Yannick Bergeron a eu la chance de croiser de vrais pédagogues, des mentors qui, à diverses étapes de son cheminement, ont su lui indiquer la voie et croire en lui. «Jeune, j'aimais les sciences, mais ma mère ne me donnait pas droit d'accès aux colorants alimentaires!» raconte-t-il avec humour.

Il ajoute qu'il trouvait les cours ennuyeux, froids, sans vie. «Alors maintenant, j'opte pour les ballons sur la tête et les lampes clignotantes! dit-il, pince-sans-rire. Le message passe mieux. Il faut reconnaître que pas un enfant ne reste indifférent.» Mais qu'on se rassure, le contenu est d'une rigueur absolue.

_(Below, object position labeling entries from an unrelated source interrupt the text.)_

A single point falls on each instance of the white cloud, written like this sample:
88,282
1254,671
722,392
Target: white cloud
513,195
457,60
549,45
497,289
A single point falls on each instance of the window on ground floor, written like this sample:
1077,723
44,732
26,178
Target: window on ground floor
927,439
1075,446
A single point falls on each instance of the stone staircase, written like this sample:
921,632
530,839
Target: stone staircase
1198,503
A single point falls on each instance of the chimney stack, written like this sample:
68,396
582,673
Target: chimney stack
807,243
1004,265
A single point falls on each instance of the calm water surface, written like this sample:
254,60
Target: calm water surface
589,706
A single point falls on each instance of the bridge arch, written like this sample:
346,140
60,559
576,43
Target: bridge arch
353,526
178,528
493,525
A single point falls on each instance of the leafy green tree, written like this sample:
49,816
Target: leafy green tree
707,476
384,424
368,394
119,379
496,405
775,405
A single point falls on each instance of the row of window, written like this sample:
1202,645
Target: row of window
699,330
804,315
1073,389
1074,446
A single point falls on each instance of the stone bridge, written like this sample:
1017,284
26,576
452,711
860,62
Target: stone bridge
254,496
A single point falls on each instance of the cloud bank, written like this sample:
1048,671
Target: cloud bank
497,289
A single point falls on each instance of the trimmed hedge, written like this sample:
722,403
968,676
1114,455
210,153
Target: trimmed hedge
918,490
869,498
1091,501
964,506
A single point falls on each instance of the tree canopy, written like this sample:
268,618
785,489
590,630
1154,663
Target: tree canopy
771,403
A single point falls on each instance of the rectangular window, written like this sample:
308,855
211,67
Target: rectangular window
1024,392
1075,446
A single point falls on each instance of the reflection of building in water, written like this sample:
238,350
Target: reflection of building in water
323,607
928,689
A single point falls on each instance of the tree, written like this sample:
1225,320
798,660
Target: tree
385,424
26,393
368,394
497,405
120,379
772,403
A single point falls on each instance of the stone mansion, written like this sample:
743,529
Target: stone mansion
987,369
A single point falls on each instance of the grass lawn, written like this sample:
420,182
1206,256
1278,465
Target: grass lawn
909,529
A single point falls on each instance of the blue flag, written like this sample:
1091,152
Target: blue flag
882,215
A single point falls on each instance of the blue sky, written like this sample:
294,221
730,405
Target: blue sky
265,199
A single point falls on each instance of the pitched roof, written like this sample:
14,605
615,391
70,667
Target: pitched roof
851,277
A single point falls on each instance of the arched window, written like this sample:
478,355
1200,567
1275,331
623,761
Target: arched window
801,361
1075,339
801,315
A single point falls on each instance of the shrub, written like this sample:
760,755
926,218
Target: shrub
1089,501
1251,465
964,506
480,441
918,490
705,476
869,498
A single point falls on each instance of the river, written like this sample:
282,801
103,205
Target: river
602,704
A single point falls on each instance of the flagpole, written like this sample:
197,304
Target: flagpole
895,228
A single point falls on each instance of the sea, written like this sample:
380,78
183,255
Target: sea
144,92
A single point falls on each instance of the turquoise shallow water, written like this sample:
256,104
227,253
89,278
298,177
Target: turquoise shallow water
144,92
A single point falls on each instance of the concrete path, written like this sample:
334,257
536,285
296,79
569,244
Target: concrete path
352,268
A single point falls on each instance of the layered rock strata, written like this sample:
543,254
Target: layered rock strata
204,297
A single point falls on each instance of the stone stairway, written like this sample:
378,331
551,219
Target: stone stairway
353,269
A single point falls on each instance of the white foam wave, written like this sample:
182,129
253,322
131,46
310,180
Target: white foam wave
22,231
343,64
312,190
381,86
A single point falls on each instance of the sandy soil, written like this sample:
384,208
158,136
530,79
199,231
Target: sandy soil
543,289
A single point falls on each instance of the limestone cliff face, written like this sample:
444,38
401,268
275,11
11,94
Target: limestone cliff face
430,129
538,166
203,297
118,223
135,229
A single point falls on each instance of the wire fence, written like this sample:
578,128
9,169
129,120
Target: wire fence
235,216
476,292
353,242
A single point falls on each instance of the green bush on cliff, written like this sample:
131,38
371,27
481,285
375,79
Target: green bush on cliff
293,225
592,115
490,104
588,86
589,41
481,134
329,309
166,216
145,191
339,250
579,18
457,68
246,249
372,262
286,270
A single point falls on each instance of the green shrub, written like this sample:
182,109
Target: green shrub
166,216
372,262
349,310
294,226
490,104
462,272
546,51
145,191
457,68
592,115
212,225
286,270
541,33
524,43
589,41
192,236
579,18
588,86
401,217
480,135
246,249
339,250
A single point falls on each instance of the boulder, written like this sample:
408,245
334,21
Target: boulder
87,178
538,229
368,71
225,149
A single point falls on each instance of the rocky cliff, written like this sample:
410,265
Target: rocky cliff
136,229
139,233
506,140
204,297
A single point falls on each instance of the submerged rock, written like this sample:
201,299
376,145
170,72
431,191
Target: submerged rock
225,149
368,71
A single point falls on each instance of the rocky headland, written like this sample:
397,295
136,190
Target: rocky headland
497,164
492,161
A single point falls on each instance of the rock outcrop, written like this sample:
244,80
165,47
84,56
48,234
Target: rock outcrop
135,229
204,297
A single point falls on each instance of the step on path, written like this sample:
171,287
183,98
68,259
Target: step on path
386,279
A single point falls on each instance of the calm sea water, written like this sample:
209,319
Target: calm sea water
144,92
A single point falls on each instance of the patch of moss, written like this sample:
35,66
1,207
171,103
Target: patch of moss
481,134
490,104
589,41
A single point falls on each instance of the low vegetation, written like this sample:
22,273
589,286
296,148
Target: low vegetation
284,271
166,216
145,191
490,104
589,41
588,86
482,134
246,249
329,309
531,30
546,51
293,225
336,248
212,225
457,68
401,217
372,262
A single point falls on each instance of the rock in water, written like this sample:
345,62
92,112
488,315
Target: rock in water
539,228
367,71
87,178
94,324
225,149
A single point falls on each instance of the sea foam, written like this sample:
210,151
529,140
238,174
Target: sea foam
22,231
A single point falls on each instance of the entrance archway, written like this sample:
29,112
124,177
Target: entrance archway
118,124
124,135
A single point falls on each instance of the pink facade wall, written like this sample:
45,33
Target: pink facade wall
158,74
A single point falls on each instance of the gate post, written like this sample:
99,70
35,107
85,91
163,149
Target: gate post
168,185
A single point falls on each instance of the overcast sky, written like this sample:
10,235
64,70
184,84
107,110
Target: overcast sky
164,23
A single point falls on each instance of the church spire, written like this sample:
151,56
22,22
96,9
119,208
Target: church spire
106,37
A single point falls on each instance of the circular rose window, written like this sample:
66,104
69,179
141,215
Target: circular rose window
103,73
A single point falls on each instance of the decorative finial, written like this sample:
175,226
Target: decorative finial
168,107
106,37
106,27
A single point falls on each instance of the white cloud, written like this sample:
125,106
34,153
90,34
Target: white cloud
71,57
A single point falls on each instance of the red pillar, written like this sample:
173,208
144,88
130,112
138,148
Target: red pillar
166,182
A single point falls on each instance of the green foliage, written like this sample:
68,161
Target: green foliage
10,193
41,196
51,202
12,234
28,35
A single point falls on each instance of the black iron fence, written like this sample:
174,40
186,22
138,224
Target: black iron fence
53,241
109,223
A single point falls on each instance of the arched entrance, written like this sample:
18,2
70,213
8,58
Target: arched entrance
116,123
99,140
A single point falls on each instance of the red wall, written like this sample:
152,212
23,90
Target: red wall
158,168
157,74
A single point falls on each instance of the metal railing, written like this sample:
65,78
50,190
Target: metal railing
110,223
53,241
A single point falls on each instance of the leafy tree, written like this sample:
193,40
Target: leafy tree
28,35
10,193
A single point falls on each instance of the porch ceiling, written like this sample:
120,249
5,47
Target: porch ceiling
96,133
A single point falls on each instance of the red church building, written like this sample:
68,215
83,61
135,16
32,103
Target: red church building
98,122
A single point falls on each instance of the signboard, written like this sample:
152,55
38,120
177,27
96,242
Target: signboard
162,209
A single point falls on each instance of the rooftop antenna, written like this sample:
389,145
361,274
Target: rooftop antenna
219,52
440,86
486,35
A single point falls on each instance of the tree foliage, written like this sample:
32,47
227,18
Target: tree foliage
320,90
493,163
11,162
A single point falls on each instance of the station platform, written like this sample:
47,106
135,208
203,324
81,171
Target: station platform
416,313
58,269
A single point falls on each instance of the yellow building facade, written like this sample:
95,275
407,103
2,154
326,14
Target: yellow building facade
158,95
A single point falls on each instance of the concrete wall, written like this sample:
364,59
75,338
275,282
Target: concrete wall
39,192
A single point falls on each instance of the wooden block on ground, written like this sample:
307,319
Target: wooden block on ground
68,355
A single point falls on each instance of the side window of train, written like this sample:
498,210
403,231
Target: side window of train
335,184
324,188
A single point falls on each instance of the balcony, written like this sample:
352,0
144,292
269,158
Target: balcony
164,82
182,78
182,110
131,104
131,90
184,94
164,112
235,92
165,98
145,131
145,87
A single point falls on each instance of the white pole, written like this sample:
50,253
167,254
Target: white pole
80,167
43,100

Il semble que la vie lui ait fait cadeau d'une énergie à toute épreuve. De multiples talents également. Il est allé chercher à l'Université de Montréal toutes les compétences pédagogiques requises.

Créativité

Les sciences lui ont donné l'occasion - et ce n'est pas fini - de faire éclater ce qu'il porte en lui de créatif en exploitant ses dons de jeu, d'écriture, de mise en scène, voire de poésie. Ce n'est pas sans danger. Un fois, il a fait éclater une citrouille qui l'a blessé! Et il raconte: «Un jour, avec Gregory, on a fabriqué un bateau en ciment afin de prouver que ce n'est pas le matériau mais plutôt la forme du bateau qui importe. Mais on l'a mis à l'eau trop vite, il n'était pas sec. Il s'est désagrégé...»

Ses nombreuses activités, le travail, les conférences, les animations, ne semblent pas lui peser, au contraire. «Avec mes élèves, je me reconstruis chaque jour. Les jeunes m'apprennent des choses autant que je peux le faire et j'ai la passion d'apprendre. Alors on s'entend comme de véritables partenaires de connaissances, une équipe qui rame dans la même direction.» Et puis il les aime. Totalement.

On le considère parfois comme un chef de meute.

À la maison, il est le papa d'Adrien, deux ans et demi. Arnaud, le petit frère, va naître bientôt. Yannick Bergeron se dit comblé par la vie. Si par malheur il a un moment libre, il peut toujours étancher sa soif intellectuelle au coeur de l'une ou l'autre de ses cinq bibliothèques d'ouvrages scientifiques. Ou recevoir ses amis, issus du monde des sciences et de celui des arts. Ces deux univers complémentaires font partie de lui.

«Mon rôle comme enseignant, reprend-il, est de rendre mon cours joyeux, magique, d'intéresser les jeunes de façon plus ludique».

Sait-il combien de petites graines de passion il a semées au cours de ces dernières années? Non il ne le sait pas - comme la grande majorité des professeurs, d'ailleurs. Il y a parfois ici et là une reconnaissance, une gratification ou un témoignage qui lui ressemble, par l'affection et l'humour. Bruno, un animateur de 18 ans, lui a déclaré récemment: «Si tu es dans ma vie, c'est qu'il y a de la chimie entre nous.»